Joe exhaled. “Good. Well, in that case I suggest we get back to base, and you can actually start doing some work for once, rather than making me do it.”

“Sure thing, Cap.” And the tuneless humming from the seat behind him started up again, as Joe switched on the mike, and called up the base.

A gaggle of volunteers came racing out as he landed, to help in wheeling the plane in towards the hanger. One of them grinned up at Joe as he pushed back the canopy.

“Whew! Quite some fancy flying up there, Cap. What was the idea? Planning to turn the Legion into a flying circus? Or just full of the joys of spring?”

“Ask the engineer,” Joe said curtly. “He asked me to put her through a few moves. So he could listen in, try to see if he could hear a high-pitched whine.”

The group of men exchanged glances. The tallest one raised his eyebrows. “I expect that would have been from anyone who happened to be in the mess-hall when you went screaming over. I’m not saying you cut it fine, but I’m glad your kite didn’t have an extra layer of paint put on it any time recently.”

A muscle at the corner of Joe’s mouth flickered. “Apologise to the boys on my behalf for ruining their meal.”

The guy who had spoken first looked at him and grinned. “Oh, the canteen had done that already. And their heads knew you weren’t going to screw up. It was their stomachs that took a bit more convincing.”

Joe ripped the helmet off and tossed it into the plane, following it with his gloves. “Finish up here, Dex, will you? Whatever you need to do. I’ll be in my office if anyone wants me.”

He sat at his desk for a long time. Eventually, a thought struck him, and he started to laugh, helplessly.

The sun was setting when he emerged. The base was semi-deserted, except, of course, for Dex, who had the engine cover of Joe’s plane up, and was working away with a spanner. Joe strolled casually over towards him.

“Well?” he enquired. “Found the problem?”

Dex unwrapped another sliver of gum, and started chewing. “Oh, yes.”

Joe looked steadily back at him.

“And?”

Dex shrugged. “It was what I suspected, actually. A component had just got a bit deformed - pressed out of shape under unusual stress. Happens a lot.”

Joe made his voice very matter-of-fact.

“So? What do you recommend? Scrapping it and replacing?”

Dex shook his head. “I doubt that’s necessary. From what I can see, looks like it’s bending back into proper shape in normal use. That happens, too, more often than you’d think. If so, it’d be a crying shame to scrap something that’s been proved in action, and still’s got a long useful life, for some untried alternative fresh from the stores.”

Joe glanced down. To reach that part of the engine, Dex had had to stand on something. A square box which looked most awfully familiar. He coughed.
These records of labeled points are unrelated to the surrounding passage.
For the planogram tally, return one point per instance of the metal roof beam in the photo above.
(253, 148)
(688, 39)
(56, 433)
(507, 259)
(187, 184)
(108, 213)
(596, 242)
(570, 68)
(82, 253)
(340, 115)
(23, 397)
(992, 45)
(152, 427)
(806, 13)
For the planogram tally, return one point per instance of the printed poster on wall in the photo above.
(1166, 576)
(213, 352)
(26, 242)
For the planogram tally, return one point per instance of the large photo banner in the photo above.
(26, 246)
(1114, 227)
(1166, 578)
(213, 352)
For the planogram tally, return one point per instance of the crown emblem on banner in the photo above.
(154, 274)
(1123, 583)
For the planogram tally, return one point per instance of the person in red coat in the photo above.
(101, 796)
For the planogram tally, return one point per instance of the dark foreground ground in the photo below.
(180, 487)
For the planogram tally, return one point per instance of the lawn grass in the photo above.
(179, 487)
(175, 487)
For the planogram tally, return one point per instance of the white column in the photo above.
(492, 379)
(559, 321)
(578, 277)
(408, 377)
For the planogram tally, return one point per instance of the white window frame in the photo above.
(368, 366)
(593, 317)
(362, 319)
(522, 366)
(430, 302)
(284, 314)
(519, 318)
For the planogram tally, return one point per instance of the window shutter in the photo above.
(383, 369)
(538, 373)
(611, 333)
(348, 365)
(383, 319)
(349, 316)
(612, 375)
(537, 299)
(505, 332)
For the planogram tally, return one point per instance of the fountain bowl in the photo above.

“Er, Dex? Didn’t you tell me that the - offog - contained the most sensitive electronics in the base?”

Dex sounded nervous.

“Sure I did, Cap.”

Joe made his voice very patient; very gentle.

“In that case - what are you doing standing on it?”

Dex looked down at his feet; the faintest hint of a flush tinged his skin. He, in turn, coughed.

“Oh - well, Cap, you know how it goes. It didn’t do a bad job today - but, heck, it’s the Mark One. I reckon I can fix all the glitches in the design, and turn out a Mark Two which will make this one look like a heap of dials and levers tossed into a casing at random. If I need to. But I don’t think it’s a priority.”

He turned to the engine again, and started to whistle.

Danny Boy. Quite recognisably. And in tune. Joe grinned at him.

“Good boy, Dex,” he murmured, and strode out of the hangar, feeling a lift in his stride he’d thought he had lost forever.